[
https://issues.apache.org/jira/browse/AVRO-3772?page=com.atlassian.jira.plugin.system.issuetabpanels:comment-tabpanel&focusedCommentId=17732780#comment-17732780
]
Evan Blackwell edited comment on AVRO-3772 at 6/14/23 10:33 PM:
----------------------------------------------------------------
[~mgrigorov] thanks for getting this together so quickly. It looks like the
test cases I gave did pass, but I was doing some reading on defaults in avro
and am now wondering if I had the default in the right spot. It looks like
there's a difference between a field default and a symbol default according to
this article
[https://medium.com/expedia-group-tech/safety-considerations-when-using-enums-in-avro-schemas-82e18baaa081]

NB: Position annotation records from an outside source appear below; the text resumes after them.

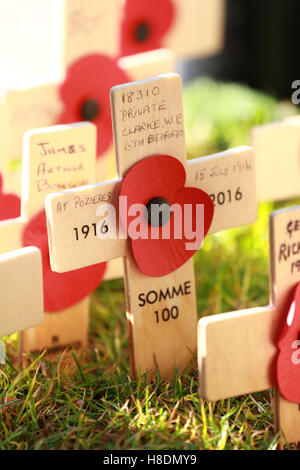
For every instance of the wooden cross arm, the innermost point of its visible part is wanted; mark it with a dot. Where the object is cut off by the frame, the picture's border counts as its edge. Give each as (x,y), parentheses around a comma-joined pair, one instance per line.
(11,234)
(236,353)
(229,178)
(276,148)
(74,226)
(21,290)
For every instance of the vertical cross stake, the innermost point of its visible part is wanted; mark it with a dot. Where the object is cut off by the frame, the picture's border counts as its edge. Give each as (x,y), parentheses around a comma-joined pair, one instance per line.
(21,291)
(237,351)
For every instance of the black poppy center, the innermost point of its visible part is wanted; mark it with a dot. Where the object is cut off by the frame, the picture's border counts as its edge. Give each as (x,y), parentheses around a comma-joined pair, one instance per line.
(158,211)
(142,32)
(90,110)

If the reader schema looked like this, I think the symbol default would be
diamonds and the field default would be spades. It seems the symbol default is
intended for use with forward compatibility if we read a symbol we don't
recognize (e.g. if we read "ninjas," we would resolve to "diamonds"), and the
field default is for backwards compatibility if we read a message doesn't have
the field at all (e.g. if an old schema doesn't have field c, we default to
"spades").
{code:java}
{
"type": "record",
"name": "test",
"fields": [
{"name": "a", "type": "long", "default": 42},
{"name": "b", "type": "string"},
{
"name": "c",
"type": {
"type": "enum",
"name": "suit",
"symbols": ["diamonds", "spades", "ninja", "hearts"],
"default": "diamonds"
},
"default": "spades"
}
]
} {code}
It seems like I might have asked you to make the field default operate the way
that the symbol default is supposed to be used. Maybe this actually should have
been the test
{code:java}
#[test]
fn avro_3772_enum_default() -> TestResult {
let writer_raw_schema = r#"
{
"type": "record",
"name": "test",
"fields": [
{"name": "a", "type": "long", "default": 42},
{"name": "b", "type": "string"},
{
"name": "c",
"type": {
"type": "enum",
"name": "suit",
"symbols": ["diamonds", "spades", "clubs", "hearts"]
},
"default": "spades"
}
]
}
"#; let reader_raw_schema = r#"
{
"type": "record",
"name": "test",
"fields": [
{"name": "a", "type": "long", "default": 42},
{"name": "b", "type": "string"},
{
"name": "c",
"type": {
"type": "enum",
"name": "suit",
"symbols": ["diamonds", "spades", "ninja", "hearts"],
"default": "spades"
}
}
]
}
"#;
let writer_schema = Schema::parse_str(writer_raw_schema)?;
let reader_schema = Schema::parse_str(reader_raw_schema)?;
let mut writer = Writer::with_codec(&writer_schema, Vec::new(),
Codec::Null);
let mut record = Record::new(writer.schema()).unwrap();
record.put("a", 27i64);
record.put("b", "foo");
record.put("c", "clubs");
writer.append(record).unwrap();
let input = writer.into_inner()?;
let mut reader = Reader::with_schema(&reader_schema, &input[..])?;
assert_eq!(
reader.next().unwrap().unwrap(),
Value::Record(vec![
("a".to_string(), Value::Long(27)),
("b".to_string(), Value::String("foo".to_string())),
("c".to_string(), Value::Enum(1, "spades".to_string())),
])
);
assert!(reader.next().is_none());
Ok(())
} {code}
was (Author: JIRAUSER300776):
[~mgrigorov] thanks for getting this together so quickly. It looks like the
test cases I gave did pass, but I was doing some reading on defaults in avro
and am now wondering if I had the default in the right spot. It looks like
there's a difference between a field default and a symbol default according to
this article
[https://medium.com/expedia-group-tech/safety-considerations-when-using-enums-in-avro-schemas-82e18baaa081]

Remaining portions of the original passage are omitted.